I ran across a scanned image of a Russian schoolbook page and started to read it when I was stopped cold by the second line:
2. Запишите 2-ой абзац текста, подчёркивая все орфограммы.
[2. Write out the second paragraph of the text, underlining all orfogrammy.]
What the hell is an orfogramma? It wasn’t in my Oxford dictionary, so I went to the big gun, the three-volume New Great Russian-English Dictionary, and there it was… defined as “orthogram.” This sort of thing really bothers me (I’ve posted about a similar situation here). There is no such word in English as “orthogram.” It’s not in the OED, it’s not in the big Webster’s, it’s not online—if you google it, you get a bunch of French pages (for some reason) and a stray Egyptological page claiming that an orthogram is “a sign in the script which is to indicate a dual or plural form.” That may or may not be a technical term in Egyptology, but it’s clearly not relevant here. So I went to my handy Russkii yazyk: entsyklopediya [Russian language: encyclopedia] and found a whole article about орфограммы, which I will summarize for you thus: an orfogramma is a point of uncertainty in the spelling of a word, a place where you can’t tell from the sound alone how to write it. Classic examples are final consonants (since all final consonants are devoiced: pyad’ ‘span’ and pyat’ ‘five’ sound the same) and unstressed vowels (golova ‘head’ could equally well be written galava to represent the standard pronunciation); writing words with small or capital letters would also fall under this rubric. So the line I quoted means ‘underline all letters whose spelling requires the application of orthographic rules.’ I sympathize with bilingual lexicographers; it’s not easy to deal with a situation like this.
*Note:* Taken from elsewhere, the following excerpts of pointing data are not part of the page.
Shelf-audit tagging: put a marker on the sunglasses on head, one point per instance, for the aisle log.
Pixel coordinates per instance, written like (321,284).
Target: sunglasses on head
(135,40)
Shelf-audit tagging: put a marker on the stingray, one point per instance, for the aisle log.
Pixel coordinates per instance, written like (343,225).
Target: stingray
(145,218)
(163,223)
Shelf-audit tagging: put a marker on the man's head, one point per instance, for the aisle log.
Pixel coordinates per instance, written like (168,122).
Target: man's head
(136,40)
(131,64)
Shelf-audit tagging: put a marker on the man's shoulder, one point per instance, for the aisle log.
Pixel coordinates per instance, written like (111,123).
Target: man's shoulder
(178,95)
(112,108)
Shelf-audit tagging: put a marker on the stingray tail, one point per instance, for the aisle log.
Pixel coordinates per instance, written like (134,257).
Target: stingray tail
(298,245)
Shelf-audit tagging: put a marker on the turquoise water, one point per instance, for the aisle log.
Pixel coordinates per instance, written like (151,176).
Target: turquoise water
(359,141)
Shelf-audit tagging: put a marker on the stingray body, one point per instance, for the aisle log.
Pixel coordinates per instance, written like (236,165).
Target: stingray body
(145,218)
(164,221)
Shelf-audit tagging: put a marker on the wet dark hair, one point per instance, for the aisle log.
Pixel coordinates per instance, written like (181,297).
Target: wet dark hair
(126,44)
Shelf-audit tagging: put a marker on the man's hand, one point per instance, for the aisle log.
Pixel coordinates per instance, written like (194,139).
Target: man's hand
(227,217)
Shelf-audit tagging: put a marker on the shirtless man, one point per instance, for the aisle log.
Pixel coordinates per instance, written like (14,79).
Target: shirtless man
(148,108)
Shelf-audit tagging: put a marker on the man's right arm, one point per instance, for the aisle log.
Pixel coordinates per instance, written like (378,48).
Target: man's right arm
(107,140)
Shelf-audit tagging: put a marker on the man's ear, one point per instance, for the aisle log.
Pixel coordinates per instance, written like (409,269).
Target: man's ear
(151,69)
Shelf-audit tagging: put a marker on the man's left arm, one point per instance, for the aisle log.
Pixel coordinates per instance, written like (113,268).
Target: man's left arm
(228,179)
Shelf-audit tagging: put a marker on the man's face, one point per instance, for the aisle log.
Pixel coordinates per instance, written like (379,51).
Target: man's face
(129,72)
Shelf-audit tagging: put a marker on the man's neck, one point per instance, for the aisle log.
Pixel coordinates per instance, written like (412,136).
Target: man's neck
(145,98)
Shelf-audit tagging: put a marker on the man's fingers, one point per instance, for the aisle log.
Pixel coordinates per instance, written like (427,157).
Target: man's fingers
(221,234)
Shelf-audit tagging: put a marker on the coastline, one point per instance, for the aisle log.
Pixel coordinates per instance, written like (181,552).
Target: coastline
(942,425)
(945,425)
But it’s a dereliction of duty to say “орфограмма? orthogram!” and go on to the next word, not bothering your head about whether your “definition” is of any help to the users of the dictionary.
Update. Andrew Dunbar posted a request at Wiktionary, and already there’s an article with the following definitions:
1. A spelling that is in accordance with orthographic rules, usually etymological or historical rather than phonetic.
2. A consistently reproducible way to represent phonomorphological features of a given language in writing, such -ого for the Russian masculine genitive singular of adjectives, instead of the phonetic spelling -ава: нового (nóvəvə).
I hesitate to dispute a native speaker about the definition of a word I was unacquainted with until the other day, but “a spelling” to me implies the spelling of an entire word, whereas (if I understand correctly) an орфограмма is a particular point in a word where the spelling requires the application of special rules. I will be happy to be corrected.